Thanks to Norfolk and Norwich
Title: The Outlaw of the Broads

Author: Dorothea Callum

Publisher: Not known

Source book: Coot Club, The Big Six and Pigeon Post by Arthur Ransome 

Dorothea is a very slow writer or perhaps very easily distracted. We know she has been writing The Outlaw of the Broads for three of the Swallows and Amazons books but she still hasn’t arrived at the end of her story. 

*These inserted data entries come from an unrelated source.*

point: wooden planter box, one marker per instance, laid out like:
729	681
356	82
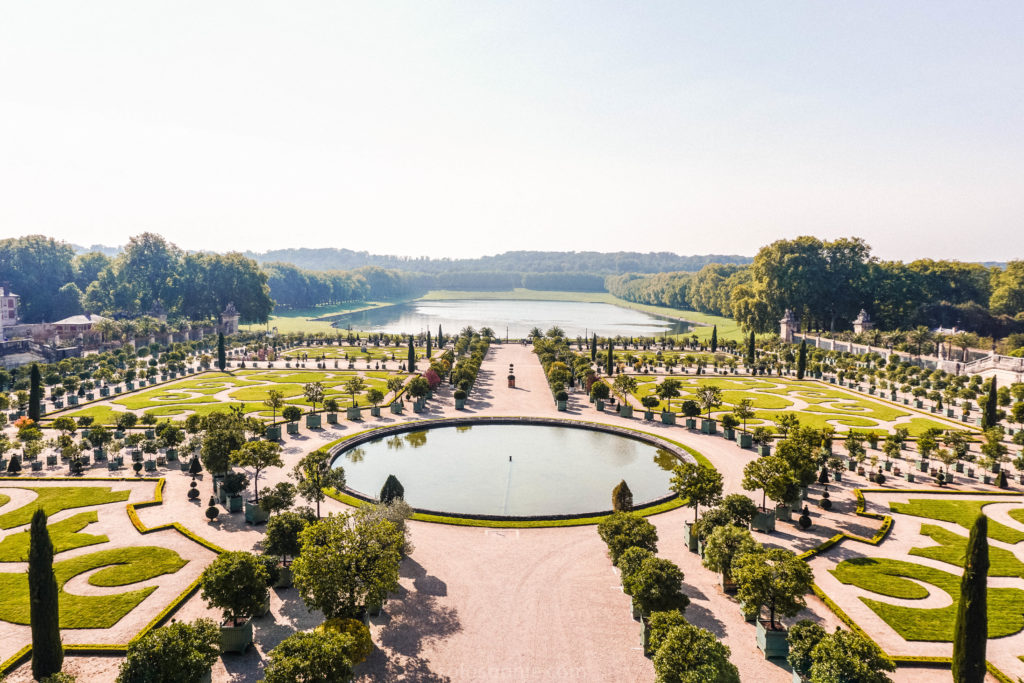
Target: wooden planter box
772	643
237	638
255	514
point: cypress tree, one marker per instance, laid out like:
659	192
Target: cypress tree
971	631
802	359
47	652
622	498
988	418
391	489
35	394
221	353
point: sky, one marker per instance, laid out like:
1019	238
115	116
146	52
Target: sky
469	128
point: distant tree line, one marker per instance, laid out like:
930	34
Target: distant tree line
827	283
508	262
53	283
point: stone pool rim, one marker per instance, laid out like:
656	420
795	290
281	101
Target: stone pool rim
375	433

She begins writing in Coot Club, inspired by Tom Dudgeon setting the hired motor-cruiser, the Margoletta, adrift (for good reasons) and having to hide from the retribution of the very nasty, shouty people on board. She has even decided on chapter headings: The Secret Broad, The Outlaw in the Reeds, The Black Coot’s Feather, The Bittern’s Warning, and so on. It all sounds very promising but she is having trouble with her plot. The first chapter ends after only two paragraphs, and she is struggling to get any further with the second. The first sentence is wonderful; “Parting the reeds with stealthy, silent hand, the outlaw peered into the gathering dusk. Away across the dark water...”. But she just cannot get the words to come.

Obviously in due course, several school holidays come and go, as do several of Arthur Ransome’s books, and The Outlaw fills several of Dorothea’s notebooks. Quite a lot of it is read aloud to Titty or Roger Walker in Pigeon Post. Blank pages are torn out to be used for carrier pigeon messages, and a notebook cover is used to claim a gold mine.